January 19, Busselton at the Goose Restaurant having a latte followed by local champagne.
****Warning**** Following blog contains multiple and vague references to "The Life Aquatic"
After walking roughly one kilometer over the Busselton jetty, it was not the rotting chunks of wood on the deck that concerned me. The wood was old, but amply thick enough to stand rotting for a few more years before it deteriorated to any real danger. What concerned me was whether the $20 ticket to the Busselton Underwater Observatory for a 45-minute tour was worth it. 836 meters to go, and I would find out.
The Jetty itself has been in existence for over 140 years. Starting at roughly 150 meters right off the town’s main street, it was used for the loading of timber that ultimately paid for the unloading of dry goods that built Busselton. The Jetty was forced to grow as wind and wave action brought more sand. The ships, once lighter-weight sailing vessels, grew bigger and deeper with steam and coal.
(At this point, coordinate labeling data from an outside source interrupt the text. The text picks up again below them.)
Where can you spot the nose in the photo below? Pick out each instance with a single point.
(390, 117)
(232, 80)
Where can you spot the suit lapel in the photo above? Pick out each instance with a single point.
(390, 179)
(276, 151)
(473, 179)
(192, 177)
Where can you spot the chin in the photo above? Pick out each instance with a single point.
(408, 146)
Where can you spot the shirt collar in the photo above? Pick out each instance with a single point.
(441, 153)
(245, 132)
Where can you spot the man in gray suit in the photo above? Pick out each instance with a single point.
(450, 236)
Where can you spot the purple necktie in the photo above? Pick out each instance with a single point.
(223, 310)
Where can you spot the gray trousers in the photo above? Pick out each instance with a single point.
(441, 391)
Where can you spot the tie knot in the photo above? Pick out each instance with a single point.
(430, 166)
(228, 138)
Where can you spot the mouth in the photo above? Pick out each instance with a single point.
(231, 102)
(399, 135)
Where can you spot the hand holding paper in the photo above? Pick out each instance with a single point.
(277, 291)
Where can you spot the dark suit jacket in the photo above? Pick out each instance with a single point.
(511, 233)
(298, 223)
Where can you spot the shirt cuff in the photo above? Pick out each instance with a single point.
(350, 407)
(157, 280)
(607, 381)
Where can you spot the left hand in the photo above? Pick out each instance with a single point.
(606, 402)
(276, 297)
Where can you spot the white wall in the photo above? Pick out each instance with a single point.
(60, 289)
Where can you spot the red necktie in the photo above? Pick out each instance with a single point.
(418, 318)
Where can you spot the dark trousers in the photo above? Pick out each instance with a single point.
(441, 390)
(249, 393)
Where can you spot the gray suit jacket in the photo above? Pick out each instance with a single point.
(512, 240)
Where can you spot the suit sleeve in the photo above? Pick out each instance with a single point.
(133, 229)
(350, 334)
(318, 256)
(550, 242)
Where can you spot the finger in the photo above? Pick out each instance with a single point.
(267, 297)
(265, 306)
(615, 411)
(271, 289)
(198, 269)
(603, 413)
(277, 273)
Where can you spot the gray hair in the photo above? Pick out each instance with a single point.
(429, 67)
Horse carts gave way to rail and Busselton boomed through the virtue of this slim timber gateway to the world.
With the development of Bunbury’s port to the north, ships did not need Busselton’s jetty, and it was closed to commercial traffic in 1972.
It was a liability, and cost a fortune in upkeep. Yet the town chose to keep the structure. In 1976 an underwater observatory was proposed. 27 years later in 2004, it became a reality. 550 tones of concrete and eleven $20,000 acrylic windows were anchored to the sea floor.
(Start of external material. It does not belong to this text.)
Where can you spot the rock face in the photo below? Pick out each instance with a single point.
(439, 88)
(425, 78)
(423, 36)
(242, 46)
From the shore it looks like a large shack on the end of a very old jetty. Up close, it looks like a modern shack. Inside, the top floor and entrance are “museum chic.”
I was still not convinced. Our guide was pregnant, but not chewing any gum. We descended to the first level. It was more or less at this point that I felt I was stepping into Alistair Hennessy’s sea lab. On the first level – the tide level, revealed in a cross-section of air and water – the surface acted like whipped cellophane revealing silver dollar sized barnacles. The next level was the same 100-year-old piling, now hollow in the middle and held together only by the life that had made their home around it. The colors: orange-purples, blues, reds and greens. Their soft texture looked like an artist’s brush strokes. It might as well have been an impressionist’s picture of an underwater piling.
On the sea floor, we walked on dry, red terracotta tiles Through one window – an encrusted anchor, another, a school of yellow-finned mackerel. No food is brought to them. Just the natural attraction of the unnatural reef draws them in. It was truly breathtaking. My 45 minutes inspired me, and I felt compelled to take something, like an espresso machine. Since this was not the Life Aquatic and there were no espresso machines or interns, I had to settle for my latte at the posh "Goose" restaurant on the shore side of the jetty.